Those of you that have attended our seminars for resident owned communities know that I stress the importance of all board meetings being properly noticed and open to all association members.
I’m asked at least several times every year whether a ROC board can meet in "emergency" session and thus dispense with the requirements to post a notice of the board meeting at least 48 hours before the meeting (or, in certain situations, to provide the notice to the members at least 14 days before the meeting).
Sometimes, the question involves an item that was not included in the agenda for an otherwise properly noticed board meeting but was considered or attempted to be considered by the board on an "emergency" basis.

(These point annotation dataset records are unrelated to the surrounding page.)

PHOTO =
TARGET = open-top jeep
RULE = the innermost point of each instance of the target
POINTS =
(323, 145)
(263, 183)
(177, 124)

The Florida Statutes governing condominium associations, cooperative associations, and mandatory homeowners’ associations provide for the board to act in an emergency without first providing notice to the membership. In fact, several years ago, the legislature added Florida Statute Section 718.1265 to the statutes governing condominium associations to specifically provide for a condominium association’s emergency powers in response to "damage caused by an event for which a state of emergency is declared" under Florida law.
Neither cooperative associations nor mandatory homeowners’ associations were granted the specific powers set forth in F.S. Section 718.1265 and an emergency situation could exist in a community even if a state of emergency has not been declared.
So exactly what constitutes an "emergency?
Here’s my simple rule of thumb: Can the situation wait until proper notice is given? In other words, will the community suffer severe damage that will be cost a substantial amount to repair or be impossible to repair if the board waits 48 hours before it acts?
Here are a few examples of what I consider an "emergency":
- The need for immediate response either before, during, or after a hurricane
- The clubhouse is destroyed or severely damaged by fire or weather related event
- A water main that serves the community breaks and sewage is running down the streets of the community
And, regardless of what board members may think, I don’t believe any of the following constitute an "emergency":
- An important issue must be voted on before the next scheduled board meeting and was not placed on the agenda for the board meeting that is scheduled for today
- The association has an opportunity to buy a truck at a great price but has been told it must act today
- A crack has developed in one of the shuffleboard courts and the contractor says he’ll give the association a "bargain" price if the board can commit to him immediately
Board members should use a common sense approach when considering whether "emergency" action is permitted. The members of community associations have the right to know when the board is meeting and what issues the board is considering–and unless a situation truly demands immediate action in order to protect the community, its residents, and its property, the board should simply schedule a "special" board meeting to deal with the situation and post the notice and agenda as required by Florida law.
Better to wait that short period of time than deal with angry residents or have to explain to our Department of Business and Professional Regulation why the board violated Florida law.